“Uber’s lack of security regarding its customer data was resulting in Uber employees being able to track high profile politicians, celebrities, and even personal acquaintances of Uber employees, including ex-boyfriends/girlfriends, and ex-spouses,” Spangenberg said in his court declaration for the lawsuit.
Spangenberg also claims that a former coworker had looked up the ride history of Beyoncé Knowles, clearly violating the celebrity’s privacy and the company’s employee rulebook.
Perhaps even more alarming, Spangenberg claims that all Uber employees had easy access to information, including social security numbers.
“The only information, truthfully, that I ever felt was safe inside of Uber is your credit card information,” he stated in the filing. “Because it’s not stored by Uber.”
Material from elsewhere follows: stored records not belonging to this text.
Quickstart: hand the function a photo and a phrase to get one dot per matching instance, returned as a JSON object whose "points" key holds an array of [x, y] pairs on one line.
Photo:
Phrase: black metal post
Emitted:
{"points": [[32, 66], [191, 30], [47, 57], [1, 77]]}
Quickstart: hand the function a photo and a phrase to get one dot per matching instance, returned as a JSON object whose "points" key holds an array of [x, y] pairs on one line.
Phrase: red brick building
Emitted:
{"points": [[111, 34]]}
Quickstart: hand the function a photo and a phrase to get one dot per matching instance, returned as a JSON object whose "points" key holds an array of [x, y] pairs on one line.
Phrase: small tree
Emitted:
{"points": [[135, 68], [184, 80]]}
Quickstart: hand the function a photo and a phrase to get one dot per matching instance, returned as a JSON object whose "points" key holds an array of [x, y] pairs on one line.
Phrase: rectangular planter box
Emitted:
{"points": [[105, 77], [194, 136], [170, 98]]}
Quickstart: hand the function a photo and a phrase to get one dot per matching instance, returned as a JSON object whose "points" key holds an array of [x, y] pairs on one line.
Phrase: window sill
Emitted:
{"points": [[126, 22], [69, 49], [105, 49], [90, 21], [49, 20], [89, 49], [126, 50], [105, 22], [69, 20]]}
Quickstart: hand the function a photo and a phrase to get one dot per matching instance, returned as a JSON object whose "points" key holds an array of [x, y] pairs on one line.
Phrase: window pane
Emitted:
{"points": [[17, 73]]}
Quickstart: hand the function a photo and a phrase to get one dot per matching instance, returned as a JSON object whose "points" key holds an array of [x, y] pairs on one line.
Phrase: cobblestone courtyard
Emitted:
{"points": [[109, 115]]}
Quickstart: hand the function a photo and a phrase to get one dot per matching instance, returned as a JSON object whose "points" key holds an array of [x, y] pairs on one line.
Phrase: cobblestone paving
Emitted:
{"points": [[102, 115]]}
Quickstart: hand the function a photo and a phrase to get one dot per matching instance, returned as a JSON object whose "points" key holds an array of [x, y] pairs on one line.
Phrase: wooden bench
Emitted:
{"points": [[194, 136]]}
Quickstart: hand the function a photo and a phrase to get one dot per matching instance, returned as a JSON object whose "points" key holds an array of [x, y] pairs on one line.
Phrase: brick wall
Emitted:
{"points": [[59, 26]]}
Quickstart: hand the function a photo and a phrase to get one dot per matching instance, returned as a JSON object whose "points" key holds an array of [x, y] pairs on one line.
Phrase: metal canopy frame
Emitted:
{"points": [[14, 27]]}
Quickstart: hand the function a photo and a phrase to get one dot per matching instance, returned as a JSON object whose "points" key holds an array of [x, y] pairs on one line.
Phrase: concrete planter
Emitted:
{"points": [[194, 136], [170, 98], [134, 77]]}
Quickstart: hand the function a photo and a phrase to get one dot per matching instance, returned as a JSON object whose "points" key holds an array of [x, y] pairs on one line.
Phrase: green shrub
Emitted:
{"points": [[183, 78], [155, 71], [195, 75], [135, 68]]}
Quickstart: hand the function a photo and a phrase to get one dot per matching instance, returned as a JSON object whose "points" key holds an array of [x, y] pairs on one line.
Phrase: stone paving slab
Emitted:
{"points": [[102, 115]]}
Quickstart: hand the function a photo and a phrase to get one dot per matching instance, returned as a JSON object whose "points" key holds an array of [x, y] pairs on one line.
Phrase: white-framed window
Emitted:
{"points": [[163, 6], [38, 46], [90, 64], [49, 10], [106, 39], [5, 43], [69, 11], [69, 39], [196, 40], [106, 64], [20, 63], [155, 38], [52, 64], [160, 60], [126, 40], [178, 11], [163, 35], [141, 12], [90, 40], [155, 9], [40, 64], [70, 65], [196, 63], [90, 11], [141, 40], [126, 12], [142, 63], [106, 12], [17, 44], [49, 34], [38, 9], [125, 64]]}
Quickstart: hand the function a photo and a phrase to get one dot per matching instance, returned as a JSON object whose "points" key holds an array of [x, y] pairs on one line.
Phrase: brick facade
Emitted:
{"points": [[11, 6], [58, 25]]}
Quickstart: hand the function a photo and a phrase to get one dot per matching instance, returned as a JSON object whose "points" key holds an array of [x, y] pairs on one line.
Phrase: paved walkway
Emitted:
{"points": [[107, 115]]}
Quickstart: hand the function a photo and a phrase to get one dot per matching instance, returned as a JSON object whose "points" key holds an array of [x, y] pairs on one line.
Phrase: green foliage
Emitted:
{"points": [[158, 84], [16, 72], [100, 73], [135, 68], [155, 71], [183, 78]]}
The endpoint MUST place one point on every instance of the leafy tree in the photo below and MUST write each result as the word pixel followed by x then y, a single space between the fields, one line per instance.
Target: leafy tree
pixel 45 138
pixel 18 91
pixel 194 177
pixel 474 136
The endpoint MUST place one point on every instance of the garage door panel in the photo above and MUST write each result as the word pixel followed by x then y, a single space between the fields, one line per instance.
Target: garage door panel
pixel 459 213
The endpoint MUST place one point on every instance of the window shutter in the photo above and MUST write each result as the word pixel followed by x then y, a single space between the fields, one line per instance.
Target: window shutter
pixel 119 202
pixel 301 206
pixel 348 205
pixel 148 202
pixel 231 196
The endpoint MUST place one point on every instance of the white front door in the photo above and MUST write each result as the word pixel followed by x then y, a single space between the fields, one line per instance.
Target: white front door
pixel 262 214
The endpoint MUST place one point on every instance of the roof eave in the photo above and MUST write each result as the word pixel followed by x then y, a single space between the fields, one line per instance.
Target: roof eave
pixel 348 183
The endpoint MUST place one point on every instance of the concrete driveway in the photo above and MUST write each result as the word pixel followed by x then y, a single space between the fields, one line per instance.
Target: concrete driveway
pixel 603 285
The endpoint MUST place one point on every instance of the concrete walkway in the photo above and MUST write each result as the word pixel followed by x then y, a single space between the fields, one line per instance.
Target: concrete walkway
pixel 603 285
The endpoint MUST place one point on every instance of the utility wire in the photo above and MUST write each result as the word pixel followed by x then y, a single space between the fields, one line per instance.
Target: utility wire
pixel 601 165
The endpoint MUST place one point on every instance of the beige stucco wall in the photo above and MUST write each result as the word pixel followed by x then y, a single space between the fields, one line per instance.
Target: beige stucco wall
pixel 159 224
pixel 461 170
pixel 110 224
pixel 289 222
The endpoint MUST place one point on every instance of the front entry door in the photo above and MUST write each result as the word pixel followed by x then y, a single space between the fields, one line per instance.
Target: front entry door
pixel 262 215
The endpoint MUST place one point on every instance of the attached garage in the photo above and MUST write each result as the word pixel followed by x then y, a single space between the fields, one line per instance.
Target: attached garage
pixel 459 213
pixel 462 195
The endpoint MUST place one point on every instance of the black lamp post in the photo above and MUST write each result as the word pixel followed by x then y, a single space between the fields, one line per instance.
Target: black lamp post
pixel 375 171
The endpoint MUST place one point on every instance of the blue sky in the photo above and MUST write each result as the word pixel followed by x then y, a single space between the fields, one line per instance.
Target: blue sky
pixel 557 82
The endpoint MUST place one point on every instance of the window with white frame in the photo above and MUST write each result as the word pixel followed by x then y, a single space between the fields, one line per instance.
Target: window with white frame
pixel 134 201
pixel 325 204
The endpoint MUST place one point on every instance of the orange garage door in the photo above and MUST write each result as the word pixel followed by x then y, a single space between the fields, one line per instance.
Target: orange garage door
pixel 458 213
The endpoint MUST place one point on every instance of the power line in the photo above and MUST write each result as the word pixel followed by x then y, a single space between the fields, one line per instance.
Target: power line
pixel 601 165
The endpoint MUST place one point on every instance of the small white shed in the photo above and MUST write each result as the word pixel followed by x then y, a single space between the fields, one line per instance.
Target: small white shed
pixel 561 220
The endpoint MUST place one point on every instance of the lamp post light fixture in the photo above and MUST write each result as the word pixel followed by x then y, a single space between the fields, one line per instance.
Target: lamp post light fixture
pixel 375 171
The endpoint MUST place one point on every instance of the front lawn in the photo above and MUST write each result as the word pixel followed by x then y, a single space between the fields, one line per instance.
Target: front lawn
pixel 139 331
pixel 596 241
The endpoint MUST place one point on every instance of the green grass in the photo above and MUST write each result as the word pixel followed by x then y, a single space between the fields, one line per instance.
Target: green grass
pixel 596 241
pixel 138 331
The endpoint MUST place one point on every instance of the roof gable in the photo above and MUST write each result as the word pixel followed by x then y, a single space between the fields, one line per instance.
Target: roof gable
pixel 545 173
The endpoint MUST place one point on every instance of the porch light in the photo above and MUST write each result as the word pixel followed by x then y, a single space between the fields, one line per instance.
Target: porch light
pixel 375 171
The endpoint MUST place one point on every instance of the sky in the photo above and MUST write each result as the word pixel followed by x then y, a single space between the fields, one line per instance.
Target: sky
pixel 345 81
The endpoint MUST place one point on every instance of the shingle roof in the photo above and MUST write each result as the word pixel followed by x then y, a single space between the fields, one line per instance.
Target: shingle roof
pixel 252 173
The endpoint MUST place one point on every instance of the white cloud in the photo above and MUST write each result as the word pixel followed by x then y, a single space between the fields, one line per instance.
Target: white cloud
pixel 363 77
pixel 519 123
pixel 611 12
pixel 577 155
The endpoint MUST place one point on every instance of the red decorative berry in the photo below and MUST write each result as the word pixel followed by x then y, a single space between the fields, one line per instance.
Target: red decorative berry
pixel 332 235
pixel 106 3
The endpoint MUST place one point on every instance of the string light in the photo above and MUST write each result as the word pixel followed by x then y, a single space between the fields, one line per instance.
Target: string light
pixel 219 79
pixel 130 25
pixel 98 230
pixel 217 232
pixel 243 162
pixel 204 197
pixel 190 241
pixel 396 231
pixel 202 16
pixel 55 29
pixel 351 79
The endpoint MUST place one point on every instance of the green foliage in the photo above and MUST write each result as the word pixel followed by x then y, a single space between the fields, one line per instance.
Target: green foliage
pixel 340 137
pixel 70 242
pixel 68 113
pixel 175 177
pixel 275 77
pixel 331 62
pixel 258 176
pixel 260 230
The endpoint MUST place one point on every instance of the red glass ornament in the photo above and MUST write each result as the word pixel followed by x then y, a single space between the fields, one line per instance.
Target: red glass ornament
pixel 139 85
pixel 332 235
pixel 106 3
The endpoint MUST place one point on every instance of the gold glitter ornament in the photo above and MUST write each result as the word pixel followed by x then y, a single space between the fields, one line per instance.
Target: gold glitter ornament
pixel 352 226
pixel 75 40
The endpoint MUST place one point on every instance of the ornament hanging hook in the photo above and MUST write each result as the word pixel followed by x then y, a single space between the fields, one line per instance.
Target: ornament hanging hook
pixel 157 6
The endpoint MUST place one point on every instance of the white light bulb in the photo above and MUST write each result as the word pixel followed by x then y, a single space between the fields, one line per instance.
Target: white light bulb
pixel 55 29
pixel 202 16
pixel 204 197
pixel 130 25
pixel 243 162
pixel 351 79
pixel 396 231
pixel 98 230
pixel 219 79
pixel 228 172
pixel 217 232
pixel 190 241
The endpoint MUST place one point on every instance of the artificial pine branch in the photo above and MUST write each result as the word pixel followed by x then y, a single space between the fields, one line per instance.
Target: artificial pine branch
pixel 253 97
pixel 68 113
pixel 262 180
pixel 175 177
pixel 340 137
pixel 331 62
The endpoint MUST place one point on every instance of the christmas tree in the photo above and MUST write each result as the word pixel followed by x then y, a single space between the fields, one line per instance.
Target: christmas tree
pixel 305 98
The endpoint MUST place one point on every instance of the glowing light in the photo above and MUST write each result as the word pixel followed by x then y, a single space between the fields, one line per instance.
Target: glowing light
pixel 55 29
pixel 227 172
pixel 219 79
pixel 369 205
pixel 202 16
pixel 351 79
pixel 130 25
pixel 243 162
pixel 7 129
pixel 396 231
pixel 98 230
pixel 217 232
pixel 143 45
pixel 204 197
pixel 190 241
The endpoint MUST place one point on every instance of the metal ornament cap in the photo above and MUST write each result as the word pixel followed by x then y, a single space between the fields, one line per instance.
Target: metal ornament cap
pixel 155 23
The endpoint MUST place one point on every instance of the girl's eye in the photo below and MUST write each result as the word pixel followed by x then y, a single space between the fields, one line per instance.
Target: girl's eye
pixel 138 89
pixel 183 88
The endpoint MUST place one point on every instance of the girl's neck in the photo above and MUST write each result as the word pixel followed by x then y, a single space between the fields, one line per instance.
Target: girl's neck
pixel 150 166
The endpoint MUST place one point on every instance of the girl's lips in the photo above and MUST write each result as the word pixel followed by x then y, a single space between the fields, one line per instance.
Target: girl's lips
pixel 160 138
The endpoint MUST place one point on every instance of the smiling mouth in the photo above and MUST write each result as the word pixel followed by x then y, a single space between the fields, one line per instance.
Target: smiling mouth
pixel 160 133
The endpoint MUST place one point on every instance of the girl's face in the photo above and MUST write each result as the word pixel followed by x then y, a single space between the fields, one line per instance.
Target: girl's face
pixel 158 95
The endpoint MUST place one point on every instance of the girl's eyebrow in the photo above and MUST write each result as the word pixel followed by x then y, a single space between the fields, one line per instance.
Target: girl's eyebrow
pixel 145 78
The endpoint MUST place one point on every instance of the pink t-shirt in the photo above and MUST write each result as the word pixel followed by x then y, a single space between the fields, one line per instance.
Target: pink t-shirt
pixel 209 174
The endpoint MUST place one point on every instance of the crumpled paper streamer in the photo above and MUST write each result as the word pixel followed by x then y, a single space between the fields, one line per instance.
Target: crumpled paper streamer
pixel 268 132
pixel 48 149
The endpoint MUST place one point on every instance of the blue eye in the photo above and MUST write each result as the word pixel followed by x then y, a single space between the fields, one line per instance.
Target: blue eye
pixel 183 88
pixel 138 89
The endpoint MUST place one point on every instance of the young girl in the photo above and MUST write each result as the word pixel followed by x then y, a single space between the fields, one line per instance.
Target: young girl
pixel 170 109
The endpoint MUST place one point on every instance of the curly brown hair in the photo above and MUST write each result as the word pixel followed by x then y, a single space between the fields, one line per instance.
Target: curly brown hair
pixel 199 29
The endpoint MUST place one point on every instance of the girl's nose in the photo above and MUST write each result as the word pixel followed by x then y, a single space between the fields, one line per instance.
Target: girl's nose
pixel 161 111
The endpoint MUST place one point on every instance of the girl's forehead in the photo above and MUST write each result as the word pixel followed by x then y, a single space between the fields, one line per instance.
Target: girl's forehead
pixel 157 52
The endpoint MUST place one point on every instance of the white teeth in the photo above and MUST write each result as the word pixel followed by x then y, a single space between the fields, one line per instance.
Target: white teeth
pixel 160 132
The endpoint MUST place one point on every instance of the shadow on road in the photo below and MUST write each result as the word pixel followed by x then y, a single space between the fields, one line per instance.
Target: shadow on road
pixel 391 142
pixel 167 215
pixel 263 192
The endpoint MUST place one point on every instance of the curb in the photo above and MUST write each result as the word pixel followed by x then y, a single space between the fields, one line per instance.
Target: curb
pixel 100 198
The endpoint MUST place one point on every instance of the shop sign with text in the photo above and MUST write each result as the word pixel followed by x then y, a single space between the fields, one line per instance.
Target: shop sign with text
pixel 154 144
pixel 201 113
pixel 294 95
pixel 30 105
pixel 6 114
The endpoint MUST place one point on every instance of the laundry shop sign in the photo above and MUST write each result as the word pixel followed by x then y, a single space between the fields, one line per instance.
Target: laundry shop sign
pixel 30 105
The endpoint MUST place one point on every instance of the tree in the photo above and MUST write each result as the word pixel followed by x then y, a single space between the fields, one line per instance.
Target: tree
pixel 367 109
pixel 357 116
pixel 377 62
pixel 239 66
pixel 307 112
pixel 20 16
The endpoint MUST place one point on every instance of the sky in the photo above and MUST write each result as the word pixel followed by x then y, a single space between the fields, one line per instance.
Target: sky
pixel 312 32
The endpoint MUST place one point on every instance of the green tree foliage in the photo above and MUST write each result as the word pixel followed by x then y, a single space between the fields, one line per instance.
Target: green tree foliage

Now, at least five former employees of the company are backing up Spangenberg’s statements. They claim that the company operates on an employee “honor system” to protect user privacy.
“When I was at the company, you could stalk an ex or look up anyone’s ride with the flimsiest of justifications,” Michael Sierchio, who left the company in 2015, told the Center for Investigative Reporting. “It didn’t require anyone’s approval.”
Uber claims that Spangenberg was fired for violating a company code of conduct policy by reformatting his computer, although he maintains this was done to fix it following a crash.
Spangenberg is also suing Uber for age discrimination.